Did this issue happen on Micron NVMe but with other disk size? For example, 256G.
Hi @WayneWWW ,
Yes I have tried several other brands of NVMe, such as KioXia, Apacer, Kingston etc. Among them, Only Apacer works well with it. Do you need lspci -vv output with Apacer after successful boot?
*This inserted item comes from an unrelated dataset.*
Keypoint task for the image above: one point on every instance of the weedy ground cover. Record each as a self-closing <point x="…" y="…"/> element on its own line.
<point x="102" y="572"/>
We haven’t tried Micron with smaller size.
- The patch is as below:
static int pci_quirk_fake_microsemi_pfx_acs(struct pci_dev *dev) {
dev->dev_flags |= PCI_DEV_FLAGS_ACS_ENABLED_QUIRK;
pci_info(dev, "pci_quirk_fake_microsemi_pfx_acs");
return 0;
}
static const struct pci_dev_acs_ops {
u16 vendor;
u16 device;
int (*enable_acs)(struct pci_dev *dev);
int (*disable_acs_redir)(struct pci_dev *dev);
} pci_dev_acs_ops[] = {
{ PCI_VENDOR_ID_INTEL, PCI_ANY_ID,
.enable_acs = pci_quirk_enable_intel_pch_acs,
},
{ PCI_VENDOR_ID_INTEL, PCI_ANY_ID,
.enable_acs = pci_quirk_enable_intel_spt_pch_acs,
.disable_acs_redir = pci_quirk_disable_intel_spt_pch_acs_redir,
},
{ PCI_VENDOR_ID_MICROSEMI, PCI_DEVICE_ID_MICROSEMI_SWITCH_PORT,
.enable_acs = pci_quirk_fake_microsemi_pfx_acs,
},
};
pci_ids.h
#define PCI_VENDOR_ID_PMC_Sierra 0x11f8
#define PCI_VENDOR_ID_MICROSEMI 0x11f8
#define PCI_DEVICE_ID_MICROSEMI_SWITCH_PORT 0x8573
I have talked with Vendor and the firmware on the NVMe is the latest version.
Yes, please also share the Apacer lspci -vvv result.
Hi,
I just notice you have this added in your patch.
dev->dev_flags |= PCI_DEV_FLAGS_ACS_ENABLED_QUIRK;
Could you remove it and also the print and run again? As we know it would be executed so we don’t need print now.